Correct Answer - Option 1 : 100 W bulb will have more brightness
CONCEPT:
Electric power:
- The rate at which the electric energy is dissipated or consumed is termed as electric power.
- The electric power is given as,
\(⇒ P=IV=I^{2}R=\frac{V^{2}}{R}\)
Where P = electric power, V = voltage, I = current and R = resistance
CALCULATION:
Given P1 = 200 W, P2 = 100 W and V = 100 V,
We know that for an electric bulb the resistance is given as,
\(⇒ R=\frac{V^{2}}{P}\)
\(⇒ R\propto\frac{1}{P}\) -----(1)
- For an electric bulb, the resistance of the bulb is inversely proportional to the power of the bulb.

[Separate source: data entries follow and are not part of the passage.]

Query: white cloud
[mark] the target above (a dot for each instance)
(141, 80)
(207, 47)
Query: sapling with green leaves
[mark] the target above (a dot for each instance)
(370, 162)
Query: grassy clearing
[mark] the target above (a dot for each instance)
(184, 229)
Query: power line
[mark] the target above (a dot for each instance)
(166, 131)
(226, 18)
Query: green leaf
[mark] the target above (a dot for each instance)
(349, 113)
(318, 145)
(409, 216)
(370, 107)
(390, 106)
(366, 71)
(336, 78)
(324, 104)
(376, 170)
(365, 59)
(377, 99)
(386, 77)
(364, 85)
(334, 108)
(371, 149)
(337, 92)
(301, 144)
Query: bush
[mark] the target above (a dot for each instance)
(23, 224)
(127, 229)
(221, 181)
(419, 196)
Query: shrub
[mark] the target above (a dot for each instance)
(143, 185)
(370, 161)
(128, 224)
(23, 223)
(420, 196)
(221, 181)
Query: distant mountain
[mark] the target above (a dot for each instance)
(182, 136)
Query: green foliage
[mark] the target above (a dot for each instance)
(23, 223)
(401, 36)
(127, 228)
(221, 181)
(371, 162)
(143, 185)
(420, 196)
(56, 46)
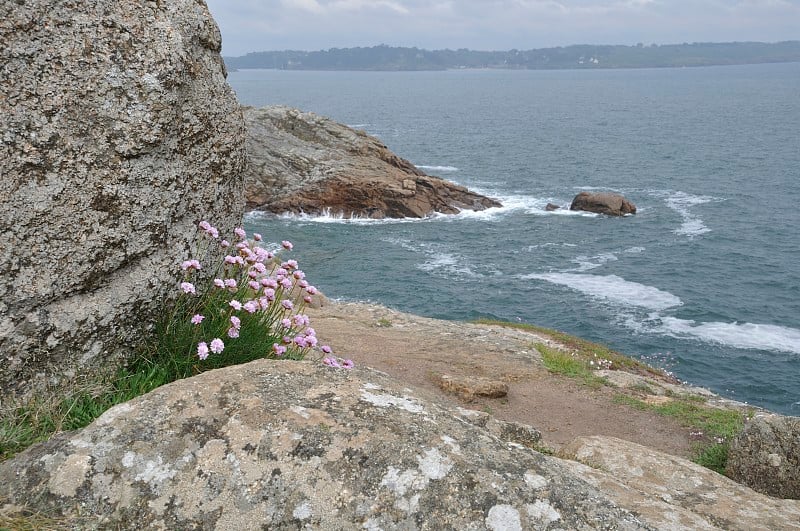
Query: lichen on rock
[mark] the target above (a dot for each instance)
(119, 133)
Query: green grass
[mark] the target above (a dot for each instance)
(565, 364)
(585, 349)
(168, 356)
(713, 423)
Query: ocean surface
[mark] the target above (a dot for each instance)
(704, 280)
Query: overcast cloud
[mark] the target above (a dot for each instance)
(259, 25)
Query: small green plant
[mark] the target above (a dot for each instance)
(252, 300)
(597, 356)
(570, 365)
(711, 428)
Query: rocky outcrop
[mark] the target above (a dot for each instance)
(603, 203)
(302, 162)
(671, 493)
(765, 455)
(119, 133)
(288, 445)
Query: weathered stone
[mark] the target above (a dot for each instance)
(286, 445)
(468, 388)
(603, 203)
(765, 455)
(119, 133)
(302, 162)
(672, 493)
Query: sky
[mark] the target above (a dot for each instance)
(263, 25)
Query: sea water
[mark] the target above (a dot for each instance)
(704, 280)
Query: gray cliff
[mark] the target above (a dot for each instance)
(119, 133)
(302, 162)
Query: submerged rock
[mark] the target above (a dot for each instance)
(603, 203)
(301, 162)
(119, 133)
(765, 455)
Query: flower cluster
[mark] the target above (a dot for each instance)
(252, 291)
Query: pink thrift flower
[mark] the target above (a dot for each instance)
(217, 345)
(202, 350)
(190, 264)
(188, 287)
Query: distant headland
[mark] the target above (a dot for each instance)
(583, 56)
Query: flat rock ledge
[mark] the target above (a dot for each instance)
(300, 162)
(290, 445)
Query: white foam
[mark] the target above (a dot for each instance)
(738, 335)
(437, 168)
(587, 263)
(613, 289)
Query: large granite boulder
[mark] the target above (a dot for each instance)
(119, 133)
(290, 445)
(766, 455)
(603, 203)
(671, 493)
(301, 162)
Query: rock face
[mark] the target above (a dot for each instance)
(302, 162)
(287, 445)
(603, 203)
(119, 133)
(672, 493)
(766, 456)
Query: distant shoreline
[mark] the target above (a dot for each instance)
(577, 57)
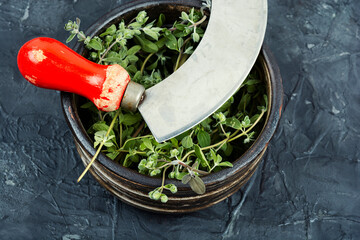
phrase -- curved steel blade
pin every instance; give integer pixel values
(213, 73)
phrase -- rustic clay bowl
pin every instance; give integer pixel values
(133, 187)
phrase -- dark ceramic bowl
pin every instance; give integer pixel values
(133, 187)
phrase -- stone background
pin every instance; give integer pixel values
(307, 187)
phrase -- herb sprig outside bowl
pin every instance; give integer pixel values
(150, 50)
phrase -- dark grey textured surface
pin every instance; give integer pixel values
(308, 187)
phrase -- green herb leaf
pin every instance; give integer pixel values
(197, 185)
(147, 45)
(148, 144)
(133, 50)
(71, 37)
(204, 138)
(225, 164)
(95, 44)
(199, 153)
(233, 123)
(129, 118)
(171, 42)
(109, 31)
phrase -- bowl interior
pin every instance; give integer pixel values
(75, 115)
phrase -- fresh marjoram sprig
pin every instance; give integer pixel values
(150, 51)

- So the bulb which has more power will have low resistance, therefore the 100 W bulb will have more resistance compared to the 200 W bulb.
- The heat dissipated by the bulb is given as,
⇒ H = I2R -----(2)
- Both the bulbs are connected in series so the current in both the bulbs will be equal. So the heat dissipated will be more in the bulb which has more resistance.
- Since the resistance of the 100 W bulb is more, so the heat dissipation of the 100 W bulb will be more.
- The brightness of the bulb depends on the heat dissipation by the bulb, so the 100 W bulb will have more brightness.